著名人の訃報で今年一番驚いたが、既に一週間も
前に病気で亡くなっていたとは更に驚きである。体調
を崩したとか入院したとかいう報道も一切なかったのが
更に拍車を掛けたが、発表が今日になったのも恐らく
本人の意向があったのだろう。
昭和を代表する大スターで、数多くの作品に主演し、
カリスマ的な存在であったが、私生活を公にせず、
あくまで俳優・高倉健のイメージを貫き続けた。
仁義に厚い人柄で、意外にユーモア好きな一面も
あったが、多くの俳優が高倉健に憧れ慕っていた。
個人的に作品は沢山観たような気になっていたが、
TVで断片的に観たのが多く、ちゃんと通して鑑賞
したのは数本に過ぎない。
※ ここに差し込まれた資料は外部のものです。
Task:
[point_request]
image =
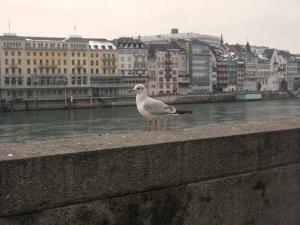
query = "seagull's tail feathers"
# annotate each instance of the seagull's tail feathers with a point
(181, 112)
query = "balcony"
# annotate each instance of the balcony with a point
(47, 65)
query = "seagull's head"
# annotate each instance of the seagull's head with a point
(139, 89)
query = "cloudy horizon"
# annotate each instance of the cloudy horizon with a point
(263, 23)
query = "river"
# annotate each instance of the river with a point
(52, 124)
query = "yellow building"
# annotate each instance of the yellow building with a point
(58, 68)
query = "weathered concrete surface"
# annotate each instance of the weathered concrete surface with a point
(251, 198)
(69, 176)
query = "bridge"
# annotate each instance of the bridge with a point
(222, 174)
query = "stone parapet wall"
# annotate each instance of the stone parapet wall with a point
(223, 174)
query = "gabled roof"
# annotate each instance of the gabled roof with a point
(268, 53)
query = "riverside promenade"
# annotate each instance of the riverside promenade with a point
(222, 174)
(94, 102)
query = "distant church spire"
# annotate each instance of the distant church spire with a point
(222, 41)
(248, 47)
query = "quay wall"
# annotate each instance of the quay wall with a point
(41, 104)
(222, 174)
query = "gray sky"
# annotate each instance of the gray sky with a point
(273, 23)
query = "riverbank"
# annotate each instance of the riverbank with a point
(94, 102)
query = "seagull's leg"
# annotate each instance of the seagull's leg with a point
(150, 125)
(155, 125)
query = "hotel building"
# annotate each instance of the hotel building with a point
(58, 68)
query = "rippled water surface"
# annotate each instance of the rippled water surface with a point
(51, 124)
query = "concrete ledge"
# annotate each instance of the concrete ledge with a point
(46, 175)
(250, 198)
しかも劇場で観たのは
唯一「ブラック・レイン」だけである。
出演作の中で私的には最も印象深い作品であるが、
公開当時は松田優作に注目が集まったが、受け手
の高倉健の抑えた演技も流石の存在感だった。
往年のファンも「久しぶりにカッコいい健さんを見た」
との声も多く挙がっていた。
「ブラック・レイン」についてはまた過去記事を再録
するつもりだが、高倉健はあまり知らないが、この
機会に何か観てみようという人にはお勧めの一本
である。ともかく故人のご冥福をお祈りします。